Six default monitors and SLOs (Service Level Objectives) are automatically generated by OaC, across all three environments (PROD, TEST, DEV). You can create Custom Monitors via OaC and Test Monitor Alerts using the Datadog UI.

Default monitors and SLOs

The following table describes the default monitors and alerts. All alerts are configurable in Datadog and prefixed with [OAC].

Name Type Trigger Description
P90 Latency Default Monitor >10% of requests slower than observability.p90_latency_seconds Latency is the time it takes to service a request. The default latency monitor is named with the template [OAC] Monitor_<Environment>_<Workload>_<ApplicationName>_Latencyp90_Above_<Target>. It is based on the request/event count metric.
Error Rate Default Monitor >1% of requests give errors The default error rate monitor is with the template Monitor_<Environment>_<Workload>_<ApplicationName>_errorPercentage_Above_1. It is based on the error traces detected by Datadog.
CPU Usage Default Monitor >80% of CPU in use The default CPU usage monitor is named with the template Monitor_<Environment>_<Workload>_<ApplicationName>_cpuPercentage_Above_80.
Memory Usage Default Monitor >80% of memory in use The default memory usage monitor is named with the template Monitor_<Environment>_<Workload>_<ApplicationName>_memoryPercentage_Above_80.
Latency SLO Default SLO Less than observability.p90_latency_seconds over 90% of the time over the last 7 days The monitor is named with the template SLO_<Environment>_<Workload>_<ApplicationName>_Latency_Below_<Target>s_90%_7D. It is based on the duration trace.
Availability SLO Default SLO >Availability Class successful requests/events over the last 7 days The monitor is named with the template SLO_<Environment>_<Workload>_<ApplicationName>_Availability_Above_<Target>%_7D.

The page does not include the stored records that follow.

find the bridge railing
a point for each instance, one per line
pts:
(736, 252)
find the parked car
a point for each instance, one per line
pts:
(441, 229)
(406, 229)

Update default trigger values

To change the values for any of the default SLOs and Monitors, update the availability and p90_latency_seconds values in the observability section of the manifest file. For example:

observability:
title: Reliability Bob
team: Reliability
availability: important  #critical: 99.9%, essential: 99.5%, important: 99.0%
type: netty
p90_latency_seconds: 1
operation: trace.netty.request